ECLI:NL:RBZWB:2024:1722
Rechtbank Zeeland-West-Brabant
- Voorlopige voorziening
- Rechtspraak.nl
Schorsing van besluit tot sluiten van een woning wegens drugshandel
In deze zaak heeft de voorzieningenrechter van de Rechtbank Zeeland-West-Brabant op 4 maart 2024 uitspraak gedaan in een verzoek om een voorlopige voorziening. Verzoeker, die in een appartement huurt van een woningstichting, heeft bezwaar gemaakt tegen een besluit van de burgemeester van Tilburg om zijn woning te sluiten voor een periode van een maand. Dit besluit was genomen op basis van artikel 13b van de Opiumwet, omdat er harddrugs in de woning waren aangetroffen. Verzoeker heeft verzocht om schorsing van dit besluit tot zes weken na de beslissing op bezwaar.
De voorzieningenrechter heeft het verzoek toegewezen, waarbij hij heeft overwogen dat er sprake is van onverwijlde spoed, aangezien verzoeker zijn woning niet meer kan betreden. De voorzieningenrechter heeft de argumenten van verzoeker en de burgemeester tegen elkaar afgewogen. Hij concludeerde dat de burgemeester onvoldoende had gemotiveerd waarom de sluiting van de woning noodzakelijk was, vooral gezien de kwetsbaarheid van verzoeker en de mogelijke gevolgen van de sluiting voor zijn psychische gezondheid.

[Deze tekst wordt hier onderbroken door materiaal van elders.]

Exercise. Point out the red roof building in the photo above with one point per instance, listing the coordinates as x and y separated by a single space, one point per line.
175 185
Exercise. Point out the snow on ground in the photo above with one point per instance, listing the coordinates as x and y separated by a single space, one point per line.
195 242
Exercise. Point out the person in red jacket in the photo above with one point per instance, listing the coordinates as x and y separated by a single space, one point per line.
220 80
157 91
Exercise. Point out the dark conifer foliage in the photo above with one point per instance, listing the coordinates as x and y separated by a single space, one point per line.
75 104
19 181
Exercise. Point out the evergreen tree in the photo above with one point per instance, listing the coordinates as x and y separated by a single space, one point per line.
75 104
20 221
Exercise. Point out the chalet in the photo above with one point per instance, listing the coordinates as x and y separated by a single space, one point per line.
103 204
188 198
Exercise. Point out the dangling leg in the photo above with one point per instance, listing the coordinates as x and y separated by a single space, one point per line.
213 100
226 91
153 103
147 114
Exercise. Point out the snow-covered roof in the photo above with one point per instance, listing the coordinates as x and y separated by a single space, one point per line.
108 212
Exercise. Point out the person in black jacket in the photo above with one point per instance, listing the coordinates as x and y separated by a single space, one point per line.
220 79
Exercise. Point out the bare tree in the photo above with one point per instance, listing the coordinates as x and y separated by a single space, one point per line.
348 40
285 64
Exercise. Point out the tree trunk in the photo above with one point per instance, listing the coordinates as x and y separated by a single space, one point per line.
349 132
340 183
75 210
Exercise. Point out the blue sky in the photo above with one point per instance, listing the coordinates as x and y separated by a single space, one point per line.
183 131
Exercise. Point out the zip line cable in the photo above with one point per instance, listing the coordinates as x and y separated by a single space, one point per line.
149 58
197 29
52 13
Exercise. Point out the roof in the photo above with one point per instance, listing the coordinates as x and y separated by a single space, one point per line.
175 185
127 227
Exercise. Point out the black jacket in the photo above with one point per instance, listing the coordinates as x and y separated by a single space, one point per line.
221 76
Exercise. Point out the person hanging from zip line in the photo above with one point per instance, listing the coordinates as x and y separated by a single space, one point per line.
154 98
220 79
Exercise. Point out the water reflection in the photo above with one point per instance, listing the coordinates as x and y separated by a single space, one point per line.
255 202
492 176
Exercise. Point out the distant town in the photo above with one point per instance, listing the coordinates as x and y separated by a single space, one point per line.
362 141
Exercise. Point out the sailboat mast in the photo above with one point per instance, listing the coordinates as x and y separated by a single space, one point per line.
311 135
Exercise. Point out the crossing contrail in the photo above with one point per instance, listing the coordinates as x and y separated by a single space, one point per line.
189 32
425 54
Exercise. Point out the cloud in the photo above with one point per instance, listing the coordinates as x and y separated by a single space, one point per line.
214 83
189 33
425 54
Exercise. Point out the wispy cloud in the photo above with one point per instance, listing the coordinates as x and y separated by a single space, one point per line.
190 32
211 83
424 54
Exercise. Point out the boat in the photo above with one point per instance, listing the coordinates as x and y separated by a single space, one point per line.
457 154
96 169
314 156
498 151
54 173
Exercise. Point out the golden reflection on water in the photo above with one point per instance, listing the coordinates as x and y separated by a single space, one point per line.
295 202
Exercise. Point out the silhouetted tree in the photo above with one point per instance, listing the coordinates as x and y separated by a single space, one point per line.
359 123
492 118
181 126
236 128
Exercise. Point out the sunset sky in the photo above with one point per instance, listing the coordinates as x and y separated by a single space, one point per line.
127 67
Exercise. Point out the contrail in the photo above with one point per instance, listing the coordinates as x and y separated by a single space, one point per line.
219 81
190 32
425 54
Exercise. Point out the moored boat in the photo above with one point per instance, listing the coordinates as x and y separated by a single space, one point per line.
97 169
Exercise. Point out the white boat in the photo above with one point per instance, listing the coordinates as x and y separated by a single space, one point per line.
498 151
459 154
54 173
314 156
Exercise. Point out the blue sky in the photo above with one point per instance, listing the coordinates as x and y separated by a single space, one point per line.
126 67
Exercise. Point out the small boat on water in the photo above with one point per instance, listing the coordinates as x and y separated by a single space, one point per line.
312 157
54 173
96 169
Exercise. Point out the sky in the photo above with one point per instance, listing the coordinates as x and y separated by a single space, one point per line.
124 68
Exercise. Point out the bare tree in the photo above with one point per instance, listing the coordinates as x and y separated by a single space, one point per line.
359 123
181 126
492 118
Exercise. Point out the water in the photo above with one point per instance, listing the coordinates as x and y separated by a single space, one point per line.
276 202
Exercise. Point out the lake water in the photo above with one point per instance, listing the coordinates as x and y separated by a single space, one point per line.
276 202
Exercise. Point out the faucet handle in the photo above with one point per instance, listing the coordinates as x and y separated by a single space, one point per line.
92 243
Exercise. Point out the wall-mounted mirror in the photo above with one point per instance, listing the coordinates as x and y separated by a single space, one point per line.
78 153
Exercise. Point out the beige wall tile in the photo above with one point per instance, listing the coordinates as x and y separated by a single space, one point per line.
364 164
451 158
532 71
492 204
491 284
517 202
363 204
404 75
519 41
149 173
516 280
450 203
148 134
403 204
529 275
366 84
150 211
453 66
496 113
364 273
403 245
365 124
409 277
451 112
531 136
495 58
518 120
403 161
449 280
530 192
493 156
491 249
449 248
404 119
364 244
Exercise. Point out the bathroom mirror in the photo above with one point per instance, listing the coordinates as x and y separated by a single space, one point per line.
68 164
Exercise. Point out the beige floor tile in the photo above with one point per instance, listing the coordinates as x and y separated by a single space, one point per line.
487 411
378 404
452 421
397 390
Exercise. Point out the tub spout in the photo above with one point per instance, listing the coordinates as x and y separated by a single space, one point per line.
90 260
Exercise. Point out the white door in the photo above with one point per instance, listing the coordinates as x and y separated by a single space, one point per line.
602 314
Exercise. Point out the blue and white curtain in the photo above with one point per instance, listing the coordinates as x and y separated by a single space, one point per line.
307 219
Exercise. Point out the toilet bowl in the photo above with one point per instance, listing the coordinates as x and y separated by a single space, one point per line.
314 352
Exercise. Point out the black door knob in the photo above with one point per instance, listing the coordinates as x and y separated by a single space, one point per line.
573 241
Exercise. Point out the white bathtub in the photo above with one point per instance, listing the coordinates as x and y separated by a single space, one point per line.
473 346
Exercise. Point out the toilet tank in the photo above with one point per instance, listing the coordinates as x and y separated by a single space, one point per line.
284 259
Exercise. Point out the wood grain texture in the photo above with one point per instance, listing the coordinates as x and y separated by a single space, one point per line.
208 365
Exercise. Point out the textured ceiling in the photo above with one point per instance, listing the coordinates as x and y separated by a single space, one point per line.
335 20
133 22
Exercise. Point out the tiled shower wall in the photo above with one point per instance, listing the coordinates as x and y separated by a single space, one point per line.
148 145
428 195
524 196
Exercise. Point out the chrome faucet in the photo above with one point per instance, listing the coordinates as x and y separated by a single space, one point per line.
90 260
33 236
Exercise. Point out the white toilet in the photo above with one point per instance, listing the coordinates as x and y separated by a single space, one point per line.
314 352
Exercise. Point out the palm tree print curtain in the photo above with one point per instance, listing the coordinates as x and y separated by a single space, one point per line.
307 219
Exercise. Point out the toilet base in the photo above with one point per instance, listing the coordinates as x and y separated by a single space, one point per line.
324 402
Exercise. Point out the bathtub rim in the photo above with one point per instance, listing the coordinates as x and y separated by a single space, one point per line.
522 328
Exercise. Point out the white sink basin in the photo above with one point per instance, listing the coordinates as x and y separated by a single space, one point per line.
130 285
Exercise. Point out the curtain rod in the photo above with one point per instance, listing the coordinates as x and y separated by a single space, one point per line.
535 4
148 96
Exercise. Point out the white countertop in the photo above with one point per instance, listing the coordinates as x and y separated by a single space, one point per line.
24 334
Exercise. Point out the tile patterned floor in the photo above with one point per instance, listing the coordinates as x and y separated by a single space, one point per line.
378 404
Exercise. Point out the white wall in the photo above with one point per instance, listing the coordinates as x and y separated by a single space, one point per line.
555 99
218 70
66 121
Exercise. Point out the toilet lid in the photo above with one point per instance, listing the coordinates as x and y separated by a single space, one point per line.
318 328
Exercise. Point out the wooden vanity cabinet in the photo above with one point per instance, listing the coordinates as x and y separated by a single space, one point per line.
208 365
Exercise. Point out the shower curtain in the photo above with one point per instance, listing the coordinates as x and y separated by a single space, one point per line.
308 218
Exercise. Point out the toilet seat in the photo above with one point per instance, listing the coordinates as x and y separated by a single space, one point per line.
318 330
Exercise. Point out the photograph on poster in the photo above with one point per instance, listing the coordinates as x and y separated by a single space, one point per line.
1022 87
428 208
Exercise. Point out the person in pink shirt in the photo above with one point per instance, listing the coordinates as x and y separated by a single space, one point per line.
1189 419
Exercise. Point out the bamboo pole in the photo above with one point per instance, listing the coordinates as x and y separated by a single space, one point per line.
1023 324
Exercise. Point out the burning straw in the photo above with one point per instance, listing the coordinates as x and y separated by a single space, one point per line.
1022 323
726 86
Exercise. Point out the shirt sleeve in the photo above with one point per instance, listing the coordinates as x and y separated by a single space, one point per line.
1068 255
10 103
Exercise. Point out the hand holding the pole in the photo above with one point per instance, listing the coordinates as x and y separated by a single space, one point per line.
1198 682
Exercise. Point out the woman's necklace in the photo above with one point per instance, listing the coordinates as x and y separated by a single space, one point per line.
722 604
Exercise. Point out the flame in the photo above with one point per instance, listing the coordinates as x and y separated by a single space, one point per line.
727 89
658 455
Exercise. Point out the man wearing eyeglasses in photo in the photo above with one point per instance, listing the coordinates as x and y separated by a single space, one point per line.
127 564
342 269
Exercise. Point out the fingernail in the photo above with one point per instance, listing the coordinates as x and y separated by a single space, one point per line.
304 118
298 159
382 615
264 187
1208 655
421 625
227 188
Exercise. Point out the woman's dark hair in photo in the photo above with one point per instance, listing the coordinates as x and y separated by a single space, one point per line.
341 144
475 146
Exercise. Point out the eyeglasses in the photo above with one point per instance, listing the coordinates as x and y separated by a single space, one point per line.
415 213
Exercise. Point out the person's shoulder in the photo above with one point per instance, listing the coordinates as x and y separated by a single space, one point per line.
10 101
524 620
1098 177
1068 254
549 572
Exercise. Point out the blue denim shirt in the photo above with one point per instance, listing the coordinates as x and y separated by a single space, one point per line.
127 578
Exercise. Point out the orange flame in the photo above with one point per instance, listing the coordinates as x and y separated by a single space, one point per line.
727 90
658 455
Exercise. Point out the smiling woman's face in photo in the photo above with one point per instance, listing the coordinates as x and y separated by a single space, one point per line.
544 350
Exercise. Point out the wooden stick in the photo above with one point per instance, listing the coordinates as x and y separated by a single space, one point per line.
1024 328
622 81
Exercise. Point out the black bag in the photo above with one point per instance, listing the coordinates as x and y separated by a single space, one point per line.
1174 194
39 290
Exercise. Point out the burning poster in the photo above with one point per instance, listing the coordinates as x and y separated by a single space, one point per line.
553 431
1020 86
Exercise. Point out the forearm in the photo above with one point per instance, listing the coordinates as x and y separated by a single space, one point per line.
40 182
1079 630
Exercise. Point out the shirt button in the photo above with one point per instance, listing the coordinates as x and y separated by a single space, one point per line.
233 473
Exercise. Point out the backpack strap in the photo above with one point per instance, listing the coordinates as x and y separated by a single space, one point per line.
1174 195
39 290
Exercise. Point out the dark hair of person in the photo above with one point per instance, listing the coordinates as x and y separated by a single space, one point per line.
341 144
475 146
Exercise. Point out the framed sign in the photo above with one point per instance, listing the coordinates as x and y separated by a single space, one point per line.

De voorzieningenrechter heeft vastgesteld dat de burgemeester niet voldoende rekening heeft gehouden met de belangen van verzoeker en dat het bestreden besluit niet op zorgvuldige wijze is voorbereid. Daarom heeft hij besloten het besluit van de burgemeester te schorsen tot zes weken na de bekendmaking van de beslissing op bezwaar. Tevens is de burgemeester veroordeeld tot betaling van proceskosten aan verzoeker.